Thailand yesterday confirmed two new cases of the lethal form of bird flu in neighboring northern provinces after warnings of a flare-up of the winter outbreak that left 24 people dead in Asia.
Agriculture Minister Somsak Thepsuthin said some 1,200 birds had been slaughtered in the provinces of Sukhotai and Uttaradit and laboratory tests proved positive for the H5N1 strain of the virus that can spread to humans and prove fatal.
"The laboratory results came out yesterday and it confirmed that in Sukhotai and Uttaradit it was bird flu," he said. "It was left over from last time, so please don't panic."
The Thai authorities have attempted to play down the latest outbreaks, after the winter crisis devastated its billion-dollar poultry industry and left eight people dead. Another 16 people died in Vietnam.
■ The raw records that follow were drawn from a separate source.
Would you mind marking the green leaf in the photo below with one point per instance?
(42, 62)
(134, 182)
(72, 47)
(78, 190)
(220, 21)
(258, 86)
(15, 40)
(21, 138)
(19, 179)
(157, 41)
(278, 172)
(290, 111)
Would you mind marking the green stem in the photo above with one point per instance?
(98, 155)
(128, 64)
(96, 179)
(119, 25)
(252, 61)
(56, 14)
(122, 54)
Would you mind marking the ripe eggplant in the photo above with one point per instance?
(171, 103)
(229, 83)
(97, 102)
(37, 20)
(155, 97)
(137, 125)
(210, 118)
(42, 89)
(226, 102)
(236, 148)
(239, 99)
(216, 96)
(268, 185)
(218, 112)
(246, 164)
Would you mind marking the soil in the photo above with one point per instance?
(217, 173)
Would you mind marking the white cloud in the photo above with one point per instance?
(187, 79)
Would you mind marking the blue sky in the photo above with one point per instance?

A total of four confirmed outbreaks, in different provinces, have now been reported in Thailand this week following unexpected deaths of birds among a number of household flocks and at poultry farms.
Another 200 birds were also culled on Friday in the northeastern province of Mukdahan, that borders Laos, but test results were yet to come back to show whether they had bird flu, the minister said.
The UN food agency warned on Friday that the bird flu virus was far from over in Asia and urged health officials to tighten up surveillance to head off any new crisis.
New outbreaks have also been reported in China and Vietnam confirming that "the virus is still endemic in the region," the Food and Agricultural Organization said in a statement.
It said the signs were that the virus was still present in at least Cambodia, China, Indonesia, Thailand and Vietnam, with the possibility of triggering new epidemics as poultry farms were re-stocked with vulnerable birds.
Thai officials have insisted that the outbreak was under control and Prime Minister Thaksin Shinawatra said yesterday that Thailand was better prepared because of the crisis.
He ordered the culling of wild storks on Friday which he claimed were responsible for some of the fresh outbreaks in the kingdom.
Thai officials earlier this week confirmed two outbreaks of bird flu in a poultry farm in Ayutthaya province and in home-grown chickens in Pathum Thai province, both in central Thailand north of Bangkok.